Он не сказал ей ни слова.
Так они и стояли по разные стороны дугообразного подъезда к отелю. Густой и крепкий аромат тропических цветов висел в ночном воздухе. Молчание затягивалось и в конце концов стало невыносимым.
— Какой очаровательный вечер, — произнесла она.
— Чудесный, — отозвался Лопоухий.
Как раз в этот момент лихо, со скрипом затормозив, подрулил швейцар, распахнул ей водительскую дверцу, а затем обежал вокруг машины и открыл дверь для него. Паренек явно решил, что они вместе, и не смог скрыть недоумения, когда дама, а не джентльмен, протянула ему четыре франка на чай.
— У вас тоже машина, сэр? — поинтересовался он.
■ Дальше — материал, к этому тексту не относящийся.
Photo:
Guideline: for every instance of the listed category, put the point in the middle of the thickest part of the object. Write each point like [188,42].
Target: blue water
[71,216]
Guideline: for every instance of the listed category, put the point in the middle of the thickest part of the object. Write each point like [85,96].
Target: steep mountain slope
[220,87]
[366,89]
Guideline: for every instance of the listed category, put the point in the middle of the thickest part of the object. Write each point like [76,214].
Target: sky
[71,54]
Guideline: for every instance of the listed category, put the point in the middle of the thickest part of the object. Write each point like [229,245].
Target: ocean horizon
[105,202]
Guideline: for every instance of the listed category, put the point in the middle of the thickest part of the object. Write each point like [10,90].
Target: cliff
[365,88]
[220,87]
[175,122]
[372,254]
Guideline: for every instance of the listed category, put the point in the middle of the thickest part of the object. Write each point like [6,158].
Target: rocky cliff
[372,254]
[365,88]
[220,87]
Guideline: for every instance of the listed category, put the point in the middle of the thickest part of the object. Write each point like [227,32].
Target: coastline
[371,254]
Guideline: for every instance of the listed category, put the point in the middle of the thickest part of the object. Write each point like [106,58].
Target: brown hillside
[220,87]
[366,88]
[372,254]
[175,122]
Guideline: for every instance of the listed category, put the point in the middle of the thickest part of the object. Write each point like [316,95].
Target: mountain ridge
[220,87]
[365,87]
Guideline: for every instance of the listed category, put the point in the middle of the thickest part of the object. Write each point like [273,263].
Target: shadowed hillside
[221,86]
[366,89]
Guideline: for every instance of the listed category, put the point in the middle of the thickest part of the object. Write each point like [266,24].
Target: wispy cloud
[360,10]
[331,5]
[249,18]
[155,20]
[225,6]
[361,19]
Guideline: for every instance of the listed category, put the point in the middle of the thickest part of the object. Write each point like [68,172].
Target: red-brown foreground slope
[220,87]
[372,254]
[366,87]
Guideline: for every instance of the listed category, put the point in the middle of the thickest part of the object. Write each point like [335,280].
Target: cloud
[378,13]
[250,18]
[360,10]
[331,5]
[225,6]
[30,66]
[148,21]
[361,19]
— Красный «фольксваген», — ответил тот и протянул ключи.
— Какой номер?
— К сожалению, не помню.
Швейцар осуждающе покачал головой.
— Они предпочитают, чтобы им говорили номер машины, — пояснила Сара. — Все автомобили, которые берут напрокат в аэропорту, похожи друг на друга как две капли воды.
— Мне следовало бы догадаться, — последовал ответ. Затем незнакомец повернулся к швейцару: — Я припарковал ее вон под тем большим деревом.
— Вам следовало бы попросить меня припарковать вашу машину, сэр, — с обиженным видом выговорил тот.
— Мне очень неудобно, — улыбнулся Лопоухий.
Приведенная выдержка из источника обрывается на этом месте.